Rural Secretariat
- Established: 1998
- Dissolved: 2013

= Rural Secretariat =

Defunct government institution

The Rural Secretariat was a focal point for the Government of Canada to work in partnership with Canadians in rural and remote areas to build strong, dynamic communities. It was dismantled by the Conservative government in 2013. Located in Agriculture and Agri-Food Canada, it provided leadership and coordination for the Canadian Rural Partnership; facilitated liaison and creation of partnerships around rural issues and priorities; and promoted dialogue between rural stakeholders and the federal government.
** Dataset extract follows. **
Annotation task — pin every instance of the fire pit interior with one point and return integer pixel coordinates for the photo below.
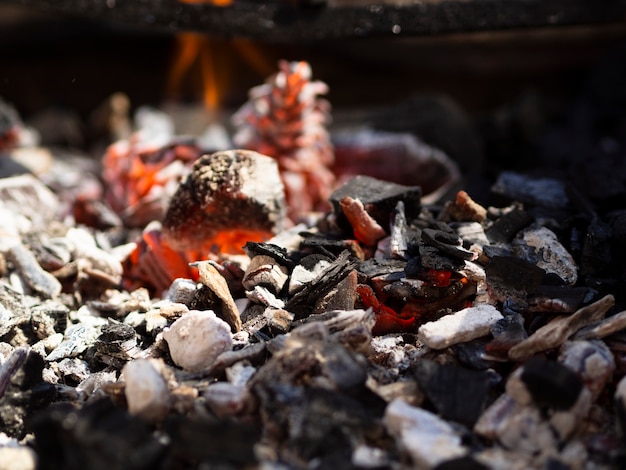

Key activities of the Rural Secretariat included:
- seeking input of rural Canadians through the Rural Dialogue so the federal government could better understand and respond to local and regional issues;
- conducting an Information Outreach program to promote awareness of federal programs and services for rural Canadians;
- promoting use of the "Rural Lens" to ensure that rural concerns were considered throughout the federal government;
- conducting and supporting research and analysis of economic and social issues affecting rural Canada;
- coordinating a partnership approach on rural issues across the federal government, through the provincial and territorial Rural Teams;
- providing one-stop access to information of particular interest to rural Canadians through the Canadian Rural Information Service.

The Minister of Agriculture and Agri-Food was responsible for the Rural Secretariat.